Properties and Storage Information:
Shipped at conditions-Ambient - Can Ship with Ice, Appropriate short-term storage conditions-Ambient, Appropriate long-term storage conditions-Ambient, Storage information-The product can be stored for up to 12 months

Supplementary Information:
This supplementary information is collated from multiple sources and compiled automatically.
The Adenosine A1 Receptor also known as ADORA1 and the Adenosine A2b Receptor known as ADORA2B are important protein receptors in the body. Mechanically they belong to the G protein-coupled receptor (GPCR) family involved in a variety of cellular responses to adenosine. The A1 receptor generally inhibits adenylate cyclase activity whereas A2b receptor stimulates it. Both receptors have a substantial presence in the central nervous system as well as in the heart and kidneys. The approximate mass of the A1 receptor is 37 kDa while A2b receptor is around 36 kDa.
Biological function summary
The adenosine receptors A1 and A2b regulate diverse physiological processes. They do not form part of larger protein complexes but act mainly by interacting with G proteins to modulate intracellular signaling pathways. The A1 receptor typically influences neurotransmitter release heart rate modulation and renal blood flow while A2b receptor has roles in inflammatory responses and vascular relaxation. These receptors are important for fine-tuning many cellular functions and systemic processes.
Pathways
Both the Adenosine A1 and A2b receptors are central to the adenosine signaling pathway and the cAMP pathway. They interact with proteins like adenylate cyclase and phospholipase C in these pathways. The A1 receptor's inhibition of adenylate cyclase leads to reduced cyclic AMP generation while the A2b receptor's stimulation increases cAMP levels. This affects downstream pathways including protein kinase A (PKA) and extracellular signal-regulated kinases (ERK) which play parts in various cellular functions and responses.

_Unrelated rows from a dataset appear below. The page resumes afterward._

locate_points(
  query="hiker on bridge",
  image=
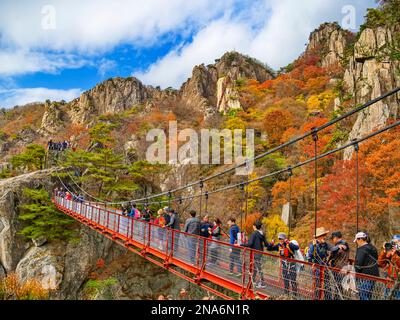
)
(318, 253)
(366, 262)
(389, 260)
(257, 241)
(192, 226)
(215, 234)
(205, 225)
(338, 257)
(234, 256)
(286, 250)
(174, 220)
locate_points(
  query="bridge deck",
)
(204, 261)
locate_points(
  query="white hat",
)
(360, 235)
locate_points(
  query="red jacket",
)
(392, 264)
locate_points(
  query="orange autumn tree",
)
(280, 191)
(379, 173)
(276, 122)
(338, 198)
(382, 160)
(247, 226)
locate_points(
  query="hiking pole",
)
(201, 193)
(290, 172)
(356, 148)
(315, 138)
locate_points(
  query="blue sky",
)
(56, 49)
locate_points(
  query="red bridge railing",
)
(207, 262)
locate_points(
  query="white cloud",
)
(94, 25)
(13, 97)
(209, 43)
(22, 62)
(105, 66)
(43, 36)
(277, 39)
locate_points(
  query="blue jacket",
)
(204, 229)
(318, 253)
(281, 248)
(233, 231)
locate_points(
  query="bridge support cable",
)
(206, 202)
(295, 166)
(273, 150)
(290, 173)
(315, 139)
(205, 262)
(356, 149)
(201, 198)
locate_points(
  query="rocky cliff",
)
(331, 41)
(372, 72)
(212, 88)
(65, 266)
(111, 96)
(369, 71)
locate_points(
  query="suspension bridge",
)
(205, 262)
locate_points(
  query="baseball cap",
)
(281, 236)
(360, 235)
(336, 234)
(396, 237)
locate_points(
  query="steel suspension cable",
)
(290, 172)
(356, 149)
(303, 163)
(273, 150)
(315, 138)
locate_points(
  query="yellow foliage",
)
(319, 102)
(274, 225)
(255, 193)
(12, 288)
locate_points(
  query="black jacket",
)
(257, 241)
(174, 222)
(366, 261)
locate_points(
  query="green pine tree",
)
(32, 158)
(41, 218)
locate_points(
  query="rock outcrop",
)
(53, 118)
(371, 73)
(331, 40)
(212, 88)
(111, 96)
(65, 266)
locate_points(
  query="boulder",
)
(44, 264)
(38, 242)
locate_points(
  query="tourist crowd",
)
(325, 249)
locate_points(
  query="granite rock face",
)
(370, 74)
(65, 266)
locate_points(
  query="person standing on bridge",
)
(257, 241)
(318, 254)
(192, 227)
(215, 234)
(286, 250)
(174, 224)
(234, 257)
(366, 262)
(205, 225)
(389, 260)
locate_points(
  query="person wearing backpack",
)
(215, 234)
(192, 227)
(234, 257)
(257, 241)
(338, 258)
(286, 250)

Adenosine A1 and A2b receptors have been linked to conditions such as cardiovascular diseases and asthma. The A1 receptor is associated with ischemic conditions in the heart where its modulation might protect against cardiac damage. In contrast the A2b receptor has a known connection to asthma as it affects inflammatory processes in airway tissues. These receptors interact with proteins like phospholipase C and adenylate cyclase which mediate significant responses in these disorders. Understanding these interactions helps in developing therapeutic strategies including the use of A1 antagonists like DPCPX or other chemical antagonists specific to these receptors.